Los tejados habían amanecido completamente blancos. Después de unas navidades cálidas, con unas temperaturas propias de otra época del año, el invierno ya estaba aquí, implacable, con todo el rigor del que era capaz. Las calles estaban desiertas a esta temprana hora. Lucía un sol mustio, sin el vigor que haría falta para derretir la escarcha que cayó la noche anterior y que aparecía arrinconada a los lados de la calzada. Apuró el café antes de que se enfriara, con la mirada puesta en unos peatones que deambulaban por la acera con síntomas de estar en los últimos momentos de euforia de la borrachera del sábado. Pronto, en escasos minutos, los juerguistas estarían en su casa y todo sería para ellos un turbio recuerdo en la niebla del alcohol evaporándose durante el sueño.
Antístenes ya llevaba un rato apoyando sus patas en la pared. Era su forma de pedir el desayuno. Después de darle su ración de la mañana, Julián decidió dar una vuelta por la ciudad desierta. Quizás era el mejor momento de la semana, las horas en las que mejor se podía disfrutar de los edificios, de las calles sin apenas presencia de humanos, de los templos del consumismo cerrados.

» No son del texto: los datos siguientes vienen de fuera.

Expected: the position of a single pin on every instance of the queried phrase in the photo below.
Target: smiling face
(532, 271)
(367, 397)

El paseo dominical para comprar el pan y el periódico, y que siempre culminaba con un aperitivo en el bar de costumbre, era uno de los momentos más felices y relajados.
Durante las pasadas fiestas, en la celebración de su antigua empresa, había tomado contacto de nuevo con sus viejos compañeros. Casi todos llevaban una vida de jubilado, con viajes organizados en autobús, cursos de las más disparatadas actividades que no servían para nada y que además no les interesaban, llevaban a sus nietos al colegio; en fin, todo aquello que se supone que la sociedad espera de los jubilados. Julián no quería todo aquello. Prefería su vida de solitario, su misantropía de ratón de biblioteca, sin otra intención que hacer siempre lo que le diera la gana. Tenía miles de poemas escritos, varias novelas que no pensaba publicar. Porque él escribía para sí mismo, sin otra pretensión que enriquecer su autosuficiencia.

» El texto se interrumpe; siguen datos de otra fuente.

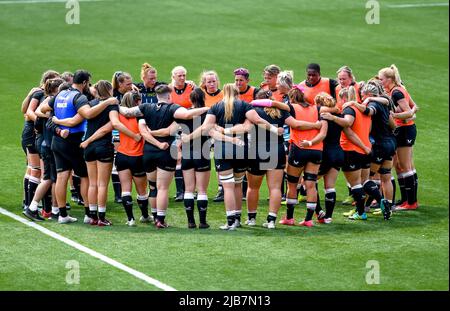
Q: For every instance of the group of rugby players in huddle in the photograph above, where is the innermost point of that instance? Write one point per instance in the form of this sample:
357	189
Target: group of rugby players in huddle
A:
145	133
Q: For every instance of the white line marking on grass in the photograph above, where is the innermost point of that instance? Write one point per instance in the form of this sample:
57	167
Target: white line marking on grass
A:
89	251
416	5
43	1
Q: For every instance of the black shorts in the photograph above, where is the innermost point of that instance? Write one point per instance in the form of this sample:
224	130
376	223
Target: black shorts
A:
162	159
38	143
300	157
405	135
29	138
286	147
332	157
103	152
49	164
238	166
69	155
259	166
134	164
199	165
354	161
383	150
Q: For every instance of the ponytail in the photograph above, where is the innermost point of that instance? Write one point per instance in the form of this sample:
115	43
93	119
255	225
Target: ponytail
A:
230	94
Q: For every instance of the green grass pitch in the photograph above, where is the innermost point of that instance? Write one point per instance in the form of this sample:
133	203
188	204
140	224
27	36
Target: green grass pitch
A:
412	248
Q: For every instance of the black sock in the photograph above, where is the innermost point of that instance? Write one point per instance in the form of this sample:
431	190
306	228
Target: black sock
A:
237	216
289	210
116	186
271	218
102	215
25	191
310	211
143	206
359	197
47	201
76	181
401	183
301	190
318	206
410	189
161	218
179	182
189	208
73	193
251	215
244	187
371	188
230	219
32	186
202	206
127	203
394	189
416	186
63	212
93	214
330	202
369	201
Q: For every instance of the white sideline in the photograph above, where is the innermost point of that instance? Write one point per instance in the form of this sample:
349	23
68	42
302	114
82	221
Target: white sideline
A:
416	5
42	1
89	251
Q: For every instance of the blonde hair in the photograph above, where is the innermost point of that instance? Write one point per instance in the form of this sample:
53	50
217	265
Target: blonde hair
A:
174	70
51	86
130	99
103	88
230	94
49	74
286	79
273	112
348	70
391	73
324	99
119	77
349	93
146	68
273	70
206	74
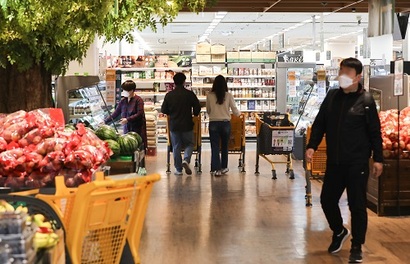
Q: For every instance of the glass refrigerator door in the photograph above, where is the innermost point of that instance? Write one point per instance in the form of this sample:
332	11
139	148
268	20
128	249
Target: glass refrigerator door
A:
299	85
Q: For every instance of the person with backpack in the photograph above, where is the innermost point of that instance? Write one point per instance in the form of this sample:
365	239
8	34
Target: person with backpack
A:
219	102
349	119
180	104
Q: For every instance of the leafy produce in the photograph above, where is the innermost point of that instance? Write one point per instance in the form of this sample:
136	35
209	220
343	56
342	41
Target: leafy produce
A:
128	144
114	146
34	148
396	140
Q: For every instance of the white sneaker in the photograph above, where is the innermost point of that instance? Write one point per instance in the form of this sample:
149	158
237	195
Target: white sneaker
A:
185	165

Por otro lado, la cena de empresa resultó agradable. Antístenes, que tuvo que quedarse fuera porque no le dejaron entrar, también disfrutó a su manera de la fiesta. Julián se encargó de suministrarle avituallamiento y la glotonería del cánido se sació ampliamente. Se quedaron hasta casi el último momento y los compañeros tuvieron ocasión de comprobar que la sociabilidad de Julián no aumentaba con la edad, sino que incluso era más huraño que cuando compartían espacio laboral. En realidad, lo que caracterizaba al solitario del tercero izquierda era la sinceridad y la falta de impostura social. Pero claro, estos son valores a los que la sociedad no suele colocar en los primeros puestos de la escala de importancia. Pero en definitiva, estuvo bien el reencuentro con algunas personas que, en cierta manera, apreciaban a Julián y por los que él sentía un afecto casi fraternal.

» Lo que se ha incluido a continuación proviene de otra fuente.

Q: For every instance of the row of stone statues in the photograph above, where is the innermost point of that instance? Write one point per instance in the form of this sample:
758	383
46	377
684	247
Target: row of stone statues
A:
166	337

La mañana ya estaba encarrilada del todo. Las campanas de una cercana iglesia sonaron nueve veces y hombre y perro decidieron pisar el asfalto. Bajaron por la escalera, sin cruzarse con nadie, rumbo a una ciudad que mantenía esa pereza que corresponde a un domingo de invierno. El viento azotó las mejillas de Julián, la única zona de su cuerpo que permanecía descubierta. Y esta ruda caricia devolvió sus pensamientos a la realidad. Unos pensamientos que, durante unos minutos, habían estado situados en sus compañeros y su modo de vida y en qué habría sido de la suya si hubiera cogido el mismo camino que ellos.
Antístenes aceleró el paso, obligándole a correr un poco.